La Russie a pris une décision agressive d’envahir, et, je pense, une décision criminelle. Mais qu’est-ce qui a rendu cette décision possible et quel rôle tous les autres ont-ils joué dans sa création ? Le discours d’apaisement, qui ferme les discussions de contexte, est conçu pour fermer ces pistes d’interrogation, car tout examen de conscience de la part des puissances occidentales n’est pas autorisé.

L’autre chose qui m’inquiète dans le discours, c’est que les gens essaient très naturellement de soutenir l’Ukraine et d’exprimer leur solidarité, mais certaines des formes de solidarité que j’ai vues circuler sur Internet sont le financement participatif de l’armée ukrainienne et le soutien à la décision de l’Allemagne d’envoyer armes. Je suis très mal à l’aise avec l’idée qu’inonder l’Ukraine d’armes puisse être assimilé à une position anti-guerre. C’est extrêmement dangereux.

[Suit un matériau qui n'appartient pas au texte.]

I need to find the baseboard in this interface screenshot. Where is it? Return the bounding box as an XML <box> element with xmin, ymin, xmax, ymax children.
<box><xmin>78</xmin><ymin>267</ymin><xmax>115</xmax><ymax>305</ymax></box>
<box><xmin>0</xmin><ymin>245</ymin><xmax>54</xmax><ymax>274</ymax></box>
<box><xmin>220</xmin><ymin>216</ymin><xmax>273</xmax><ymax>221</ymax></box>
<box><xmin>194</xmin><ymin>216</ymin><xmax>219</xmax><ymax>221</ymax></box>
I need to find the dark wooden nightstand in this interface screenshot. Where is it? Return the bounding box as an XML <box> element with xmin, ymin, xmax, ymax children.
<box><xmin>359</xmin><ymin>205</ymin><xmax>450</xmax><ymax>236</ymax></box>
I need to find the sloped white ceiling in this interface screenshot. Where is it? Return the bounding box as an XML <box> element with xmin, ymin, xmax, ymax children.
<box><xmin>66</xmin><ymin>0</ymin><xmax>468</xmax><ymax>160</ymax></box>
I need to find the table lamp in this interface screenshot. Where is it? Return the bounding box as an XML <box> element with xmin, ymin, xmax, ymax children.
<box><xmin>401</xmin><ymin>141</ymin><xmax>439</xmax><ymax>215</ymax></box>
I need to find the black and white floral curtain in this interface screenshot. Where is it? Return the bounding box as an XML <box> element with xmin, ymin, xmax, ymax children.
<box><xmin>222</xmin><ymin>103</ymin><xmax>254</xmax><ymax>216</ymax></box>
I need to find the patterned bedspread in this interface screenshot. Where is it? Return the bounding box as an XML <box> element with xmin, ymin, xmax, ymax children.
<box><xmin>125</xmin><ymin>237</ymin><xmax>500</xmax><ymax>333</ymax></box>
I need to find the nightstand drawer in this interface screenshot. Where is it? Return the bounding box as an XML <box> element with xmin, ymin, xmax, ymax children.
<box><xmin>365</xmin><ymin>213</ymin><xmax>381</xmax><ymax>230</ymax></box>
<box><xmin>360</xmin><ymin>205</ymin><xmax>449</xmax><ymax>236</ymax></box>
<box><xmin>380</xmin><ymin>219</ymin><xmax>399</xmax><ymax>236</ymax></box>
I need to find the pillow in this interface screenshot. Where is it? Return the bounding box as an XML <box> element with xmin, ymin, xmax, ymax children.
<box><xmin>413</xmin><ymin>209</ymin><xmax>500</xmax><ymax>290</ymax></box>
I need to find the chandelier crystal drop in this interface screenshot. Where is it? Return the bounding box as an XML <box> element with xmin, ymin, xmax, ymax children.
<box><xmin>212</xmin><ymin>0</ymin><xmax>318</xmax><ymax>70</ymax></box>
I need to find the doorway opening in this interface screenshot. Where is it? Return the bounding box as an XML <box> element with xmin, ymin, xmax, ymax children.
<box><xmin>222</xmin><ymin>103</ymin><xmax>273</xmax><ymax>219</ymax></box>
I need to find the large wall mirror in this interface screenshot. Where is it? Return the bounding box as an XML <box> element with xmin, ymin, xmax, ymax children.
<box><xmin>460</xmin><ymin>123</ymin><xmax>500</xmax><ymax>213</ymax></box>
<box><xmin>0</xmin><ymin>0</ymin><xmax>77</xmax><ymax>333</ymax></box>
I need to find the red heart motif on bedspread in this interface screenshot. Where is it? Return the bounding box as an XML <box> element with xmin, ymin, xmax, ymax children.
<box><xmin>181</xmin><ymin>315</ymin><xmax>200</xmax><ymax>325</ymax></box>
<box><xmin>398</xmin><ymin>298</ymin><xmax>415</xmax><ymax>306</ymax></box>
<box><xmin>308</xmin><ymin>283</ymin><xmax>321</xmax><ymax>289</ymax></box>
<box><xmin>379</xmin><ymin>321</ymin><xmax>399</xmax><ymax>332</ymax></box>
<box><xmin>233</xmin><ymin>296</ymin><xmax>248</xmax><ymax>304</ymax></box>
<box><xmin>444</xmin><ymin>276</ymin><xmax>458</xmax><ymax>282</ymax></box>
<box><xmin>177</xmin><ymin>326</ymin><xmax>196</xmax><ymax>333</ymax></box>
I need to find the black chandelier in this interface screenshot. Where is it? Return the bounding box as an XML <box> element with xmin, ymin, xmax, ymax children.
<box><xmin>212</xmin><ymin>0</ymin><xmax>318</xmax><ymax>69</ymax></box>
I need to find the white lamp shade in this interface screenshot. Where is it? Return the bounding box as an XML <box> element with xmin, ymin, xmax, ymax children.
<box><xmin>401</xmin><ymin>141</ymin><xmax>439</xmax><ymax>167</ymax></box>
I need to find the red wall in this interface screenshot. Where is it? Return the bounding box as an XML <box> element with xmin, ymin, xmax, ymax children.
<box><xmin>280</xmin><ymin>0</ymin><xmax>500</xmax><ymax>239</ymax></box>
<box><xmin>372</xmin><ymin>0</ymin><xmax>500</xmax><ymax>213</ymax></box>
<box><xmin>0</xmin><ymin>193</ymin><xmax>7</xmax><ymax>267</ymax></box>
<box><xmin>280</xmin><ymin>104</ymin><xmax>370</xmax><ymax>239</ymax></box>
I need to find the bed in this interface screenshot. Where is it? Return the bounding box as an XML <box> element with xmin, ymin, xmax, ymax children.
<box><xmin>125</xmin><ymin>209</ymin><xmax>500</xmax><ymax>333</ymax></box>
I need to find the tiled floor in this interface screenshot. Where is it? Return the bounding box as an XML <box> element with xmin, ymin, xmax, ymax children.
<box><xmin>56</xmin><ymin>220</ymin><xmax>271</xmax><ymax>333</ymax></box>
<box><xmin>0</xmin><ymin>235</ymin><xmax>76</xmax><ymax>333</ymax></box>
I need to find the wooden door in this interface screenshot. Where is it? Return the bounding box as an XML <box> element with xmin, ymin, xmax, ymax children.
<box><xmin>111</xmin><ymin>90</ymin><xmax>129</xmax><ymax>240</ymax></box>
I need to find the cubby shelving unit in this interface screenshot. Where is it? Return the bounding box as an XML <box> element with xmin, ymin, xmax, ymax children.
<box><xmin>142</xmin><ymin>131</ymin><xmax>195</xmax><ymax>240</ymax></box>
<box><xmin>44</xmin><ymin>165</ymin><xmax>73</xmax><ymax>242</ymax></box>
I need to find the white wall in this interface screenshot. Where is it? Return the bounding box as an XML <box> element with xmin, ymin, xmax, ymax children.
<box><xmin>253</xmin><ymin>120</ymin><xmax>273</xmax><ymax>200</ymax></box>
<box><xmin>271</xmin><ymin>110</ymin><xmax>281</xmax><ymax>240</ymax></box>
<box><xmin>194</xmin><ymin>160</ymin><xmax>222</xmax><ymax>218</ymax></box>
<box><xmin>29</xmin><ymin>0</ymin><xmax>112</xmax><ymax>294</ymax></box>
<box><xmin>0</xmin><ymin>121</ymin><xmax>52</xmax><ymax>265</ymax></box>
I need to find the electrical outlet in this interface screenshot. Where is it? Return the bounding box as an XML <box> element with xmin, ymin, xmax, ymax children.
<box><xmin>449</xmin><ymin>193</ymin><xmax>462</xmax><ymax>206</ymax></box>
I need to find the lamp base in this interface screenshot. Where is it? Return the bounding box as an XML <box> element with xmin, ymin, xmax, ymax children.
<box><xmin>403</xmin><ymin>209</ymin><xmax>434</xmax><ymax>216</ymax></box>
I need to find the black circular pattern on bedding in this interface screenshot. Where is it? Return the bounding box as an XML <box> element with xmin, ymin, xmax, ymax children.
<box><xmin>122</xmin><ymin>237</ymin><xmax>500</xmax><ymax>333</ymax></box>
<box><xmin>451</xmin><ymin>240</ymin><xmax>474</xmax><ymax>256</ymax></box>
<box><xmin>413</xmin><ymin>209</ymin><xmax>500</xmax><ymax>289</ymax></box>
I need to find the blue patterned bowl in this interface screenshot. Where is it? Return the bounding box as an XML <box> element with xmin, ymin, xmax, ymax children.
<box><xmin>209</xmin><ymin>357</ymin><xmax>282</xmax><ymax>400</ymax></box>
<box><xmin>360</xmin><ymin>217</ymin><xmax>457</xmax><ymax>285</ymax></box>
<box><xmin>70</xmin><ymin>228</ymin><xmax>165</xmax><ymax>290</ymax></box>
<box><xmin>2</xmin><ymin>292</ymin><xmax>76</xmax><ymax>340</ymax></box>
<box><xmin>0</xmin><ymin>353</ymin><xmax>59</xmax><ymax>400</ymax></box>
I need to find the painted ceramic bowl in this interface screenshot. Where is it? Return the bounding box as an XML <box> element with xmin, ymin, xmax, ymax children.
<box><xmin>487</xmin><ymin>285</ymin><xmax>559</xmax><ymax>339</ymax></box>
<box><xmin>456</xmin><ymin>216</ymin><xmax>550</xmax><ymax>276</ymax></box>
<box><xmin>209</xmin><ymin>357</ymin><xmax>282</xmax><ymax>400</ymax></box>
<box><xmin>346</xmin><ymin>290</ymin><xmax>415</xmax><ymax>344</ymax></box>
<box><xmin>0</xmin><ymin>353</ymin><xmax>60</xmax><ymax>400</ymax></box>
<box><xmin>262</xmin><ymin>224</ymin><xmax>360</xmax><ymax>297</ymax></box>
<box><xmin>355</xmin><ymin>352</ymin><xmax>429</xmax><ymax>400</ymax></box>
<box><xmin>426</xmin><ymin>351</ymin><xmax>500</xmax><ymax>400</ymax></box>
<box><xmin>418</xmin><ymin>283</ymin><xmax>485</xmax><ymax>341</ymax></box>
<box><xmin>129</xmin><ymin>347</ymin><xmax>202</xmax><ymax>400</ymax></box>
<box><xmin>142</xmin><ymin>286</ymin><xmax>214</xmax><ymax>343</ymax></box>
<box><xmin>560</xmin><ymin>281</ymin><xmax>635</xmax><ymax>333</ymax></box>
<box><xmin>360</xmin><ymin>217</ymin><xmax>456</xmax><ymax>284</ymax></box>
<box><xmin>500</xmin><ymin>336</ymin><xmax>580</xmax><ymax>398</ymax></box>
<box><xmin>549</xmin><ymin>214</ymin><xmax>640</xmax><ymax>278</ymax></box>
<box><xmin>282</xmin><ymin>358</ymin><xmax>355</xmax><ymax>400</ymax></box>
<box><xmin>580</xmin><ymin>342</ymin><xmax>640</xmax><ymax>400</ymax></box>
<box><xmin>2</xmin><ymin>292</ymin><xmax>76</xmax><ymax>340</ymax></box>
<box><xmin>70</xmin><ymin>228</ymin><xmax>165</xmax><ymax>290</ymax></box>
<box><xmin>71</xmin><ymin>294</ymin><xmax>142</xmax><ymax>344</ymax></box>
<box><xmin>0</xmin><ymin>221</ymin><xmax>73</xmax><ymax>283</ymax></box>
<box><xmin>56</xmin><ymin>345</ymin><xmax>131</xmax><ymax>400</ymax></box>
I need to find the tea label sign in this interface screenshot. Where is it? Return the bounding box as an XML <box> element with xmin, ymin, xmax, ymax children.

De toute évidence, les Ukrainiens essaient de résister avec ce qu’ils ont, mais il y a quelque chose de très hypocrite dans toutes ces puissances extérieures – celles qui ont attisé ce conflit et qui ne se battront pas en Ukraine – inondant le pays d’armes pour s’assurer qu’il continue être une zone de guerre et appeler cela “soutien”. Nous devons critiquer l’escalade de cette guerre qui résultera du fait que les puissances occidentales continueront d’inonder l’Ukraine d’armes et d’inciter les Ukrainiens à ne pas céder. Il est très facile pour les généraux de fauteuil aux États-Unis ou au Royaume-Uni de dire : « Bravo aux Ukrainiens d’avoir résisté », mais ce n’est pas votre pays qui est déchiré ici, et vous devriez repenser à la promotion de la poursuite d’une guerre.

Les Ukrainiens ordinaires veulent que cela cesse. Nous pouvons discuter de la question des conditions d’un cessez-le-feu et du type de paix qui pourrait être conclu, mais je suis très inquiet quant à la mesure dans laquelle le soutien à la résistance ukrainienne peut se transformer en soutien à la poursuite et à l’escalade de cette guerre. L’Occident doit séparer ces deux choses. La solidarité avec l’Ukraine est une chose, soutenir la poursuite et l’escalade de la guerre en est une autre. Nous devrions essayer d’arrêter cette dernière partie.